The basic workflow structure is identical to the template, so everything you’ve learned still applies. To use it, download the JSON from our GitHub and drag it into ComfyUI. The Workflow Overview panel will prompt you to download any missing model files. Note that the full model workflow requires additional custom nodes that will need to be installed.

Distilled vs. Full Model

The template and the recommended workflow above both use the distilled model, which is a version of the full model that has been optimized to produce good results in fewer steps (8+3 in the two-stage pipeline). This makes generation significantly faster and is the best choice for iteration and experimentation.

The full model uses the full-precision checkpoint and requires more inference steps (15–40), but can produce higher-quality output with finer detail and more nuanced motion. The full model path uses the LTXV Scheduler instead of manual sigmas, a multimodal guider with independent audio and video guidance parameters, and applies the distilled LoRA at a lower strength (0.2).

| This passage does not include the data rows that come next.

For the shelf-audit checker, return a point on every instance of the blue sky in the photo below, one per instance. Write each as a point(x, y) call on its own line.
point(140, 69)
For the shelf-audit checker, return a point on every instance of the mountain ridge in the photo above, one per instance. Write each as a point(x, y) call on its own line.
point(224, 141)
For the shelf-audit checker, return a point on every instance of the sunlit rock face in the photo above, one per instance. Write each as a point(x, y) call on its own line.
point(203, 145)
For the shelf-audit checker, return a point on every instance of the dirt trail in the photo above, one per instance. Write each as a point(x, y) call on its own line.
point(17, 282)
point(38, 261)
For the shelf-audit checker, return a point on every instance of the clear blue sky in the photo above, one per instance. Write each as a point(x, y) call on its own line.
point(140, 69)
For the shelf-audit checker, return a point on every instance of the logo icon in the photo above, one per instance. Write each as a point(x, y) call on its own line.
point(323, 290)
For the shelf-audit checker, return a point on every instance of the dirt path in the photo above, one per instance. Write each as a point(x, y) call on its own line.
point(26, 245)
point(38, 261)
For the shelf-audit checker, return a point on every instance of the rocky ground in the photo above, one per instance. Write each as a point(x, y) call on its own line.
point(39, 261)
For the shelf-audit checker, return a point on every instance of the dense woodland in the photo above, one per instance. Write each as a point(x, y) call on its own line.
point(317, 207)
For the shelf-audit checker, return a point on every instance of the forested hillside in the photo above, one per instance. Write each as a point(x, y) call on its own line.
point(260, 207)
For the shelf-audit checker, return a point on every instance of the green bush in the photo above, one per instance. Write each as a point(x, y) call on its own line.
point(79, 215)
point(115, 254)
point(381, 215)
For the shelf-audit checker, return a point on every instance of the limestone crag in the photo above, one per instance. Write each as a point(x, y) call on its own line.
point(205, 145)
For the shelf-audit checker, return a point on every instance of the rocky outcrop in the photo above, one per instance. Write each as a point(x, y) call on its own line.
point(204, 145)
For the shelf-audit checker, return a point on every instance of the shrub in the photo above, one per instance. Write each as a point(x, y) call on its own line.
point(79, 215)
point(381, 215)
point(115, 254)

A workflow that includes both distilled and full model paths side by side is available in the example workflows.

Using LoRAs

LoRAs can be added to further customize the model’s output style, motion characteristics, or character appearance. Add a LoRALoader node to your workflow to apply:

  • Style LoRAs for artistic or visual aesthetics
  • Motion LoRAs for specific types of movement
  • Character LoRAs for consistent character appearance

See the LoRA guide for training and usage instructions.

Python

Image-to-Video generation is also available through the PyTorch API for programmatic use and custom pipelines. See the PyTorch API documentation for setup and usage.